Police banning Budapest Pride in Hungary, but mayor returns
BBC Budapest correspondent

Police banned the annual Budapest Pride career in Hungary later this month, prompting a challenging response from the liberal mayor, Gerglie Carxon.
“The Budapest City Hall will organize the Budapest Braid march as a local event on June 28, a period,” the mayor’s pledge.
It is the latest development in the face of the cat and mouse that motivates the government of national Prime Minister Victor Urban Fidan, supported by the city police, against the gay community and its supporters, with some legal support from the courts.
In February, Urban’s annual march has been in doubt since Urban announced that it would not take place this year, then a law was passed to restrict gatherings if they broke the laws of child protection regarding the general promotion of homosexuality.
Karaxon said that the police have no right to ban the “Day of Freedom”, which was organized by the city council as an umbrella to be proud, because it is not subject to the rules of freedom of the association.
Tens of thousands of people from Hungary and abroad will participate in the June 28 event.
“They may also try to block a unicorn procession,” the mayor wrote on Facebook.
Under the new gatherings law, passed in March, all the ones that the police set as partners use face recognition programs can be fined between 14 pounds and 420 pounds.
“Protecting children excels over all other laws. In this spirit, we have changed the laws, we create policy, and we will act in the future,” Fieldsz Communications Tamas Mentas Menczer told News Portal 444.
“Pride has nothing to do with freedom of expression or freedom of assembly … Pride is a festival, a specific sexual community festival, and it is not suitable for seeing it by children.”

In his annual speech to the nation’s condition last February, VikTor Orban announced that pride organizers “do not need to be disturbed this year.” This was followed by the following month according to a law that restricts the right to freedom of assembly, if it makes mistakes in the Child Protection Law 2021.
To circumvent it, the Mission Mission, which regulates Hungary’s pride, and other human rights groups, announced a series of events on June 28 in solidarity.
But they kept the authorities guessing any event that will represent Braid himself. Police attempts to ban these events have been thwarted by the Supreme Court of Hungary, Korea, in two ruling so far.

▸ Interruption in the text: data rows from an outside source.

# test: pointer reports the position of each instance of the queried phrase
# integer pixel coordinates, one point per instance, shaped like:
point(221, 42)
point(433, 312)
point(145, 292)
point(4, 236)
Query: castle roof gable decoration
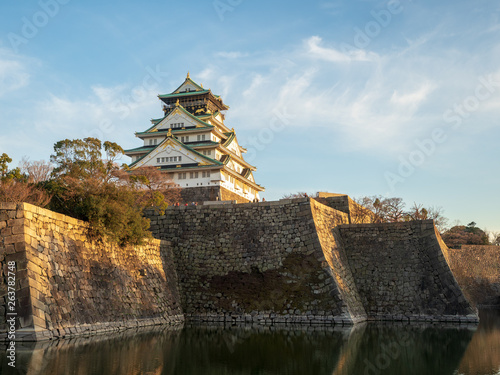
point(193, 145)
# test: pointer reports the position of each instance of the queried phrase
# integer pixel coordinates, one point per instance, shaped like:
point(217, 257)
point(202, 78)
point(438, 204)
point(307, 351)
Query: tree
point(4, 164)
point(83, 158)
point(465, 235)
point(158, 190)
point(88, 184)
point(36, 171)
point(15, 187)
point(379, 209)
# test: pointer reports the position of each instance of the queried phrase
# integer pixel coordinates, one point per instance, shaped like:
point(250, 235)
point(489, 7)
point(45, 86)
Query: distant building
point(193, 145)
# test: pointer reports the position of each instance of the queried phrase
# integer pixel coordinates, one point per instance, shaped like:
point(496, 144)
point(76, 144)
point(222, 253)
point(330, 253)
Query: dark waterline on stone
point(364, 349)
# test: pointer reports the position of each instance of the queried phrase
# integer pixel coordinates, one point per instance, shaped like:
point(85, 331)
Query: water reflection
point(365, 349)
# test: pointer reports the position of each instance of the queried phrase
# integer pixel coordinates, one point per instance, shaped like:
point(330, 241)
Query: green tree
point(15, 187)
point(88, 184)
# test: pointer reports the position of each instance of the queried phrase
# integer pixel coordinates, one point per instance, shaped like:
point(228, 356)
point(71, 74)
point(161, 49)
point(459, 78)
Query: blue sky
point(399, 98)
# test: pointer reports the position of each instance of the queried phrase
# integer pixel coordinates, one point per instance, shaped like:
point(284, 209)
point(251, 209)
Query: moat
point(373, 348)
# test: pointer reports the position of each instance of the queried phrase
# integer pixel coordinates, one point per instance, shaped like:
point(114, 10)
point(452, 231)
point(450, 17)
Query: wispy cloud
point(333, 55)
point(232, 55)
point(14, 73)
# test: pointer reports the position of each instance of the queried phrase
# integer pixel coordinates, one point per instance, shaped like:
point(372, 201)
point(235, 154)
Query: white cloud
point(413, 98)
point(14, 74)
point(231, 55)
point(330, 54)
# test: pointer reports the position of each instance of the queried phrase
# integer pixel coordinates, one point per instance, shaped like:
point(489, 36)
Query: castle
point(198, 151)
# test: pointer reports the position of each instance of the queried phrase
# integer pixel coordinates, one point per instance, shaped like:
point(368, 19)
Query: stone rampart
point(401, 272)
point(256, 262)
point(67, 285)
point(299, 261)
point(290, 261)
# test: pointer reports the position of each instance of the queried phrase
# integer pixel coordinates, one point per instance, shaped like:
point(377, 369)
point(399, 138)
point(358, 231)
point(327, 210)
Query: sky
point(393, 98)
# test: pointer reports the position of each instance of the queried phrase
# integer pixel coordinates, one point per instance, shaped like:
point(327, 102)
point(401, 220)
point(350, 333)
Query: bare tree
point(36, 171)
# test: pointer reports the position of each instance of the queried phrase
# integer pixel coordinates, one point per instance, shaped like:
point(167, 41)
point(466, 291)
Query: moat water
point(389, 349)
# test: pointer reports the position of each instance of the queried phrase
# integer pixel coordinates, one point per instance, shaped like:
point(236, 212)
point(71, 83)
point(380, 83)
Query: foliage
point(465, 235)
point(157, 189)
point(378, 209)
point(15, 186)
point(88, 184)
point(36, 171)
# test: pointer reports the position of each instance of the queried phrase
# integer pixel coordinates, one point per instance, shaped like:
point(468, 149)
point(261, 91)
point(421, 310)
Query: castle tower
point(193, 145)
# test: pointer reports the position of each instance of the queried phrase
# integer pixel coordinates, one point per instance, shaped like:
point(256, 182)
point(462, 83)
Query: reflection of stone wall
point(67, 285)
point(477, 270)
point(365, 349)
point(401, 272)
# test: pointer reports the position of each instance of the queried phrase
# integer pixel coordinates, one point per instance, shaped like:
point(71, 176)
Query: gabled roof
point(139, 149)
point(178, 108)
point(230, 138)
point(172, 139)
point(188, 80)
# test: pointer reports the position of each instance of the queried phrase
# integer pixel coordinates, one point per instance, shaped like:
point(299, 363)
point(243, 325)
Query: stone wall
point(401, 272)
point(477, 270)
point(356, 213)
point(201, 194)
point(254, 262)
point(68, 285)
point(298, 261)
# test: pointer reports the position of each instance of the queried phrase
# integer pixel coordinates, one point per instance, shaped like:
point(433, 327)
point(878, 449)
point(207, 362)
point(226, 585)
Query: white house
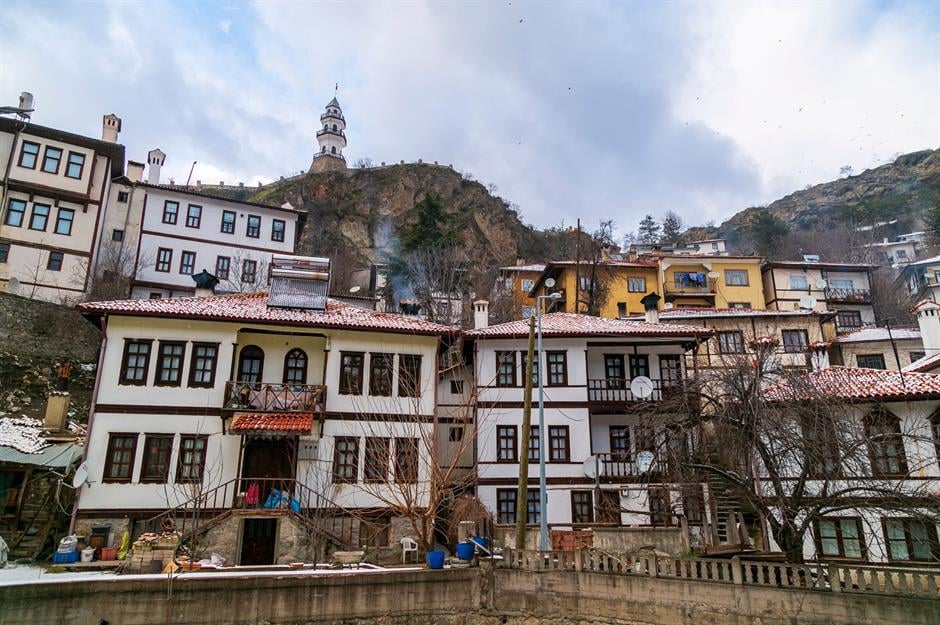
point(211, 403)
point(597, 420)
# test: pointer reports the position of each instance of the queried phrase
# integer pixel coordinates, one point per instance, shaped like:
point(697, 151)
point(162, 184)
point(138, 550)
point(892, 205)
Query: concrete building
point(842, 287)
point(205, 406)
point(54, 194)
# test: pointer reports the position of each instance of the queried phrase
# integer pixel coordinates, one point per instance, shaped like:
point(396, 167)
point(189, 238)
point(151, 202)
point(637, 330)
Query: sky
point(590, 110)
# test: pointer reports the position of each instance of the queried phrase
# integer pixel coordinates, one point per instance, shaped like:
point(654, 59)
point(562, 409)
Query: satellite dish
point(81, 475)
point(594, 467)
point(641, 386)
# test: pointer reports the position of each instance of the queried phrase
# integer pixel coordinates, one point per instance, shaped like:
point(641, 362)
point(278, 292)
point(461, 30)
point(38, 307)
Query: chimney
point(651, 307)
point(110, 127)
point(135, 171)
point(481, 314)
point(928, 318)
point(155, 159)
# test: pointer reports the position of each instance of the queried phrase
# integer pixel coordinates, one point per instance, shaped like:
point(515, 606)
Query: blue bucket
point(465, 551)
point(435, 559)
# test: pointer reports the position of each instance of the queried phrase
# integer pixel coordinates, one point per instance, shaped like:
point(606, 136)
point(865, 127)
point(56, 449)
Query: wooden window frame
point(107, 478)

Then the mayor of Budapest appeared on June 16 with a spokesman for Budapest Pride, Matti Hegedus, in a joint video on Facebook, announcing the Day of Freedom, with events from the early morning until late in the evening.
The mayor wrote to the police that the central event was a procession through the city and the event “not pride.”
“There will be no trucks, dancers, nor gender in any way.” He stressed that the purpose of this is simply “making the nation’s capital empty.”
This is what the police are now trying to prevent, on the basis that pedestrian passers -by may witness the procession, regardless of the age of those who actually participate, or how they wear their clothes, or the banners they hold.
This would violate the Child Protection Law, as the Budapest Tamas Terdik police chief said, in a 16 -page document issued by the police, to justify the ban.
So what will really happen on June 28?
Human Rights Human Rights Group (HHC), Anyone advised to go a day to refuse to pay Any fines in a row.
They suggest anyone receiving a notification by the Post to request the right to appeal a person with the police, or in court if that fails.
The more people participate, the more likely the police try to try to do this, as it argues HHC, because it can create a huge accumulation of both the police and the courts.